ABD Hazine Bakanı Janet Yellen de Perşembe günü ABD Temsilciler Meclisi Finansal Hizmetler Komitesi’ne yaptığı açıklamada enflasyonun ulusun ve Biden yönetiminin karşı karşıya olduğu “1 numaralı ekonomik sorun” olduğunu söyledi. Yellen, Powell’dan daha iyimser bir şekilde, güçlü iş piyasası ve hane halkı bilançoları, düşük borç maliyetleri ve güçlü bankacılık sektörü sayesinde Merkez Bankası’nın durgunluğa neden olmadan enflasyonu düşürebileceğine inandığını söyledi.
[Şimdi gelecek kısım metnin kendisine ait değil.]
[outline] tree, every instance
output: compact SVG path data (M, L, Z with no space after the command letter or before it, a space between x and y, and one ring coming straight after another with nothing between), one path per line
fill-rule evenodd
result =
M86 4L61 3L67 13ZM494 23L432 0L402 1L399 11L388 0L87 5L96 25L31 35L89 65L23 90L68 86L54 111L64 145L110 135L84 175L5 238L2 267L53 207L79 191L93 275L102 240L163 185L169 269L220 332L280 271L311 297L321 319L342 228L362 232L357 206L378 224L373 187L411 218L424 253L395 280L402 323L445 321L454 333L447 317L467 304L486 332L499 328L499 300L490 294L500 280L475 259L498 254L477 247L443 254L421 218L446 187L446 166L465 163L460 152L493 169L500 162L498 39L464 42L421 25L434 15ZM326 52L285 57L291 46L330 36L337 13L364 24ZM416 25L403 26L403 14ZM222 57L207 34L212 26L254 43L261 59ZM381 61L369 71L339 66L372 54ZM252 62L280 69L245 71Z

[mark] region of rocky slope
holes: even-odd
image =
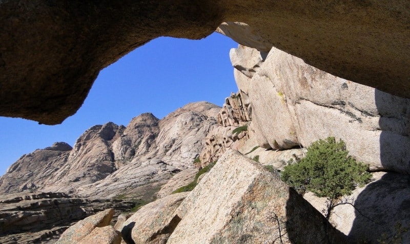
[[[60,123],[99,71],[131,50],[159,36],[199,39],[235,21],[252,28],[225,31],[240,43],[272,44],[335,75],[410,96],[406,2],[19,0],[0,3],[0,115]]]
[[[0,192],[36,190],[104,198],[126,193],[148,199],[173,174],[193,167],[219,109],[200,102],[161,120],[146,113],[127,127],[93,126],[72,149],[58,143],[22,157],[0,177]]]
[[[230,56],[239,91],[227,98],[222,108],[191,104],[161,120],[147,113],[133,119],[127,128],[112,123],[92,127],[71,150],[58,143],[23,156],[0,178],[0,189],[151,200],[163,186],[159,199],[139,213],[164,218],[137,215],[126,221],[123,236],[129,243],[136,236],[145,243],[263,242],[281,237],[285,242],[325,242],[323,231],[330,229],[329,223],[277,175],[290,159],[303,156],[313,141],[335,136],[373,171],[395,172],[378,177],[381,173],[375,174],[375,182],[354,193],[351,203],[357,208],[338,207],[332,222],[352,242],[376,241],[385,238],[383,233],[393,241],[396,232],[410,239],[402,228],[410,225],[405,206],[408,182],[403,175],[410,173],[410,100],[334,76],[274,48],[266,53],[239,46]],[[198,156],[198,167],[219,161],[192,192],[170,196],[194,178],[192,162]],[[250,157],[278,172],[268,173]],[[51,159],[47,179],[39,173],[41,169],[35,171],[29,165],[32,158]],[[53,171],[57,167],[62,170]],[[375,204],[388,209],[389,205],[394,212],[372,205],[376,196],[382,198]],[[304,197],[322,210],[323,199],[309,193]],[[171,208],[162,211],[164,206]],[[275,215],[268,218],[271,209]],[[312,217],[309,223],[301,217],[306,213]],[[150,226],[155,226],[155,231],[147,229],[146,220],[156,220],[159,224]],[[295,227],[309,225],[309,233]],[[197,225],[197,234],[192,234],[192,226]],[[134,226],[142,229],[134,230]],[[272,233],[284,227],[286,233]],[[344,238],[336,230],[332,235],[335,241]]]
[[[119,200],[91,200],[62,193],[14,193],[0,200],[0,242],[53,243],[70,225],[107,208],[115,216],[129,211],[135,203]]]

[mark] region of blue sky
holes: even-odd
[[[0,117],[0,175],[21,156],[56,141],[72,146],[94,125],[127,126],[139,114],[159,118],[188,103],[222,106],[237,88],[229,50],[238,44],[214,33],[199,40],[161,37],[102,70],[83,106],[61,125]]]

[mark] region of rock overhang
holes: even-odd
[[[135,48],[161,36],[199,39],[232,21],[321,70],[410,97],[402,1],[15,1],[0,4],[0,115],[61,123],[99,71]]]

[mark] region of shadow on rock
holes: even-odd
[[[124,239],[127,244],[135,244],[134,240],[132,239],[131,236],[131,232],[134,226],[135,225],[135,222],[131,222],[128,225],[124,226],[122,230],[121,230],[121,235],[122,236],[122,239]]]
[[[286,216],[286,231],[292,243],[347,243],[346,236],[292,188],[289,188]]]
[[[355,202],[356,218],[350,239],[360,243],[409,243],[410,176],[385,173]]]

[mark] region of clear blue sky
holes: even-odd
[[[237,88],[229,50],[238,44],[214,33],[199,40],[161,37],[102,70],[83,106],[61,125],[0,117],[0,175],[21,156],[56,141],[72,146],[95,125],[127,126],[139,114],[159,118],[188,103],[222,106]]]

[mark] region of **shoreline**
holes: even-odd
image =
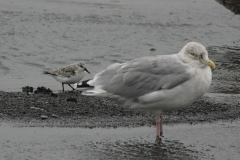
[[[239,119],[240,95],[207,93],[187,108],[163,112],[163,124],[198,124]],[[155,126],[155,115],[106,98],[65,93],[0,92],[0,123],[16,127],[117,128]]]

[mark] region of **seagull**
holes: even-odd
[[[162,112],[185,108],[202,97],[211,85],[214,68],[205,47],[189,42],[177,54],[112,64],[75,86],[92,87],[83,95],[108,97],[132,109],[156,113],[159,137]]]
[[[74,88],[70,84],[79,82],[85,75],[84,71],[90,74],[90,72],[85,66],[85,63],[79,61],[56,71],[43,71],[43,74],[51,75],[58,82],[62,83],[62,88],[64,92],[64,84],[68,84],[74,90]]]

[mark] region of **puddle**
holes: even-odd
[[[83,129],[0,126],[0,159],[237,159],[240,121]]]

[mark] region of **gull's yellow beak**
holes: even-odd
[[[215,69],[215,64],[214,64],[213,61],[211,61],[211,60],[204,60],[204,61],[202,61],[202,62],[203,62],[203,64],[206,64],[206,65],[209,66],[210,68]]]

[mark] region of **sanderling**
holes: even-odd
[[[62,83],[62,88],[64,92],[64,84],[68,84],[73,90],[74,88],[70,84],[79,82],[85,75],[85,72],[90,72],[87,70],[84,62],[77,62],[70,64],[56,71],[44,71],[44,74],[51,75],[58,82]]]
[[[202,97],[212,81],[205,47],[186,44],[178,54],[149,56],[116,63],[76,86],[93,87],[83,95],[114,99],[131,108],[154,112],[157,137],[162,135],[162,112],[179,110]]]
ABD hisse senedi endeksleri, piyasa oynaklığının bir uzantısı olarak bu hafta da dalgalandı. Yatırımcılar, Fed’in faiz oranı artışlarının hızına ilişkin ipuçları için enflasyon eğilimlerini yakından izliyorlar. Hafta boyu gelen yüksek enflasyon verileri durgunluk endişesini körüklediği için yatırımcılar güvenli bir liman arayışı içinde hisse senetlerinden çıkış yaparak Hazine bonolarına döndüler. Ancak hisse senetlerinde bu sene yaşanan en büyük kayıp bu değil. 2022 yılı boyunca gerçekleşen düşüşler S&P 500 hisse senetlerinden 7 trilyon dolar buharlaştırdı. Endeks Aralık ayının sonundan bu yana yaklaşık %18 düştü.
Yeni bir CNN Anketi, ABD halkının ülke ekonomisine dair hissiyatının son on yılın en kötü seviyesinde olduğunu ve birçok Amerikalının da kendi yaşamlarında finansal baskı hissettiklerini söylediğini ortaya koyuyor. Bu karamsarlık Başkan Joe Biden’a da yansıyor. ABD’li yetişkinlerin çoğu, Biden’ın politikalarının ekonomiye zarar verdiğini söylüyor ve her 10 kişiden 8’i hükümetin enflasyonla mücadele için yeterince çaba göstermediğini belirtiyor. Ekonomik karamsarlık en çok Cumhuriyetçi Parti içinde telaffuz edilse de bütün siyasi görüş mensuplarını kapsıyor. Cumhuriyetçilerin neredeyse yüzde 94’ü, bağımsızların yüzde 81’i ve Demokratların yüzde 54’ü ABD’deki mevcut ekonomik koşulları kötü olarak değerlendiriyor.
Ara dönem Kongre seçimlerinden altı ay önce ekonomi üzerindeki tartışmayı rakiplerinin aleyhine çevirmeye çalışan Biden ve yardımcıları ise Cumhuriyetçilerden gelen “aşırı” politika fikirlerinin enflasyonu daha iyi değil daha da kötüye götüreceği konusunda ısrarcılar. Mevcut yol haritasını savunan Biden kendi planının enflasyonla mücadele ettiğini, çalışan ailelerin maliyetlerini düşürdüğünü, işçilere hak ettikleri zamları verdiğini, büyük şirketler ile en zengin Amerikalıların vergi ödemelerini sağlayarak ekonomiyi büyüttüğünü iddia etti. Diğer ekonomik göstergelerle birlikte ev satın alma faiz oranlarının da 40 yıllık tarihi zirvelere ulaşması ev sahibi olmayı zorlaştırarak önümüzdeki ara seçimlerde Biden’ın ve Demokrat Parti’nin desteğini zayıflatan bir etki yaratıyor.